タイトルからは想像つかない哀しさを持ち合わせたストーリーだったけど、サウンドは意外とロックでちょっと「ぽくない」部分があって、聴けば聴くほど、伸びやかなサビが気持ち良くてクセになる。

ただ、特にサビがとてもいいので、違う歌詞を乗せたらまた全然違う印象になるだろうなという感じがするし、すごく限定的な詞になっていることが少し残念でもある。

8.秋がくれた切符

これは個人的には「続・安らげる場所」的な感じ。

ピアノの音が効いていて、このアルバムの中では、ちょっとテイストの違う曲。

こういうのがあるとほっと安心するので、女性ファンの期待に応えた方のやつでしょうね(笑)Mr.Childrenの皆さん女心を解ってくれてありがとうっ!!

私は琴線に触れたみたいで、初聴でウルウルしちゃいましたわ・・。

9.himawari

映画「君の膵臓をたべたい」の主題歌が、アルバムバージョンで収録されておりまして、音が結構シングルと違うよね。

映画のストーリーにぴったり寄り添った曲でいて、確実にこのアルバムの中核になっている一曲だと思います。(というか、10曲しかないからほとんど全部中核だけど)

10.皮膚呼吸

アルバムタイトルに直接的に関連しそうな曲といったらコレしかない。デモ音源がドコモのタイアップ曲になっていた、知る人ぞ知るな曲。

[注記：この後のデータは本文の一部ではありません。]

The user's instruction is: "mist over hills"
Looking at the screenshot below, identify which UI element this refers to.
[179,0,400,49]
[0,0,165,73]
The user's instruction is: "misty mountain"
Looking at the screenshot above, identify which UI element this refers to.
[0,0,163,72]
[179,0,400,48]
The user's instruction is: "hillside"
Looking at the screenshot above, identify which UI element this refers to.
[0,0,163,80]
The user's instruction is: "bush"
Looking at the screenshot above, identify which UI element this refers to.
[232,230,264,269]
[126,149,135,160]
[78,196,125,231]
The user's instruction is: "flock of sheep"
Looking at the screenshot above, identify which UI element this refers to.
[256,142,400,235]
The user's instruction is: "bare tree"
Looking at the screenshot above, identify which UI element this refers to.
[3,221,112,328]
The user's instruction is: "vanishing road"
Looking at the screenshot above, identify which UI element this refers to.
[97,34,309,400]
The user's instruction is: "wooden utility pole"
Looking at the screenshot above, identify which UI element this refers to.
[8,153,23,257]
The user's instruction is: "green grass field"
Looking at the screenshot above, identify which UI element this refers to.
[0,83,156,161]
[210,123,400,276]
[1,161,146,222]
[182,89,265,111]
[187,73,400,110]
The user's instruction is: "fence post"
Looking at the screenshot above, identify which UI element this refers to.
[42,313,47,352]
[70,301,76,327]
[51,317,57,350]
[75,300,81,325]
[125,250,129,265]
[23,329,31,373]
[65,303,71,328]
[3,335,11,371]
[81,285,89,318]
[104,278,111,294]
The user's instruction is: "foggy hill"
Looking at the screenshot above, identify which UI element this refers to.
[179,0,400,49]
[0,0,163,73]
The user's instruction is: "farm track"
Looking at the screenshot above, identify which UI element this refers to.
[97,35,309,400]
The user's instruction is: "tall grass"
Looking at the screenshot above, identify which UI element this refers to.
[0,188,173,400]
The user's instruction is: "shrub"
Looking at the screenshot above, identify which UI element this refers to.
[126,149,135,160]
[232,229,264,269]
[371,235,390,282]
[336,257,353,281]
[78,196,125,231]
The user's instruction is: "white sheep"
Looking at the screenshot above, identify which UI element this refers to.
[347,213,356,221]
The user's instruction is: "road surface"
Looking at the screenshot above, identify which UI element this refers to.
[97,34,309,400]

等身大だけど壮大。歌詞はアルバムの中でダントツに優れていると思う。知っているMr.Childrenな感じもあるし、桜井さんの頭の中が見え隠れして、これLIVEとかで聞いたら泣くと思う。。

深呼吸して 空を見上げて 風に吹かれて

いつからか 砂に埋めた感情を

まだ生乾きの後悔を 噛み締める

歌い出しからの鮮烈な言葉のチョイスな・・どちらかが一流の人は山ほどいるけど、桜井さんって本当に曲も歌詞も天才的。こんなのズルい、惚れてまう・・・!

全体的にちょっとBank Bandの「MESSAGE」にも近いものを感じる。時系列的には「MESSAGE」の方が影響受けてるのかも??

 

感想:この10曲が3000円で買えるってコスパ良すぎる

普段は配信DL派なので、CDでアルバムを購入するの、実は「Reflection」以来なのですが、アルバム1枚3000円って、安すぎじゃない?って普通に思っちゃった・・。

3000円で、こんなにも通勤時間が短く感じ、落ち込む気持ちに寄り添ってくれ、幸せな気持ちで眠りにつける日々がしばらく続くんだよ!!すごいよ、本当にすごい仕事してる。

一方で、私は5年ぶりくらいでイヤフォン新調しちゃいましたよ!!(笑)

そんな高級モデルじゃないけど、あまりにそれぞれの音が素晴らしいので、全部逃さずにいい音で聴きたいって欲が出てしまったのです。これこそが今までと違うMr.Childrenなのかもしれない。

まー、それらしいレビューなんてどうでも良いから、とにかく聴いて!って感じ。

うまく表現できないんだけど、Mr.Childrenとしての一本筋は変わっていないんだけれど、過去数作のイメージから少しだけ全体的に「愁い」とか「悟り」にも似たの要素が増したような。加えて、サウンドはロック寄りで遊びが結構入っているように思うし、「4人の音」であることを強烈に印象付ける感じがあった。「Reflection」からの流れは汲んでいるようにも思うし・・。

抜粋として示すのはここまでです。